Go Back

Guava Strawberry Cake

A delightful and tropical cake that combines strawberry cake mix with guava nectar, topped with a creamy frosting and a tangy guava glaze.
Prep Time 20 minutes
Cook Time 26 minutes
Total Time 46 minutes
Servings: 12 slices
Course: Cake, Dessert
Cuisine: American, Tropical
Calories: 350

Ingredients
  

Cake Ingredients
  • 1 box Strawberry Cake Mix (Duncan Hines Signature Strawberry Supreme recommended)
  • 1 cup Guava Nectar or Juice (Kerns, Jumex, or Goya preferred)
  • 3 large Eggs (room temperature)
  • 1/2 cup Liquid Coconut Oil (or vegetable oil)
Frosting and Glaze Ingredients
  • 8 oz Cream Cheese (room temperature)
  • 1 cup Granulated Sugar
  • 1 tsp Vanilla Extract (or almond extract)
  • 8 oz Cool Whip (thawed)
  • 1 tbsp Cornstarch
  • 1/2 cup Water
  • 1/2 cup Coconut Flakes (optional) For garnish.

Method
 

Preparation
  1. Preheat oven to 350°F (175°C) and lightly coat a 13 x 9 baking dish with vegetable spray.
  2. In a mixing bowl, combine strawberry cake mix, guava nectar, eggs, and liquid coconut oil. Mix on low for 30 seconds, scrape down the sides, and beat on medium high for 2 minutes.
  3. Pour the batter into the prepared pan and bake for 24-26 minutes, or until a toothpick comes out clean.
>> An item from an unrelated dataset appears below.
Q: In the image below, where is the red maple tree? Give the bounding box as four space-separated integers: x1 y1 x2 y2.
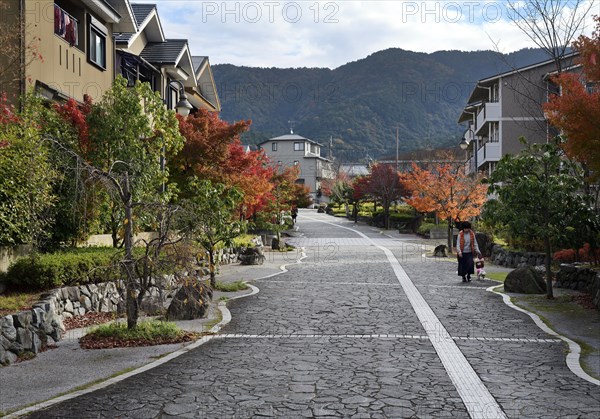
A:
544 16 600 180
Let cool completely on a wire rack.
Frosting and Glazing
  1. For frosting, beat the cream cheese until fluffy, then add granulated sugar and vanilla extract, mixing well. Fold in Cool Whip and refrigerate.
  2. For guava glaze, combine guava nectar and sugar in a saucepan and bring to a low boil. Make a slurry with cornstarch and water, add to the mixture, and cook for another minute until thickened. Cool.
Assembly
  1. Spread the cream cheese mixture over the cooled cake and drizzle with guava glaze. Refrigerate until ready to serve.

Notes

Serve cold or slightly chilled for the best contrast between the creamy topping and the sponge. Optionally garnish with coconut flakes. Keep it refrigerated in an airtight container for up to 4 days.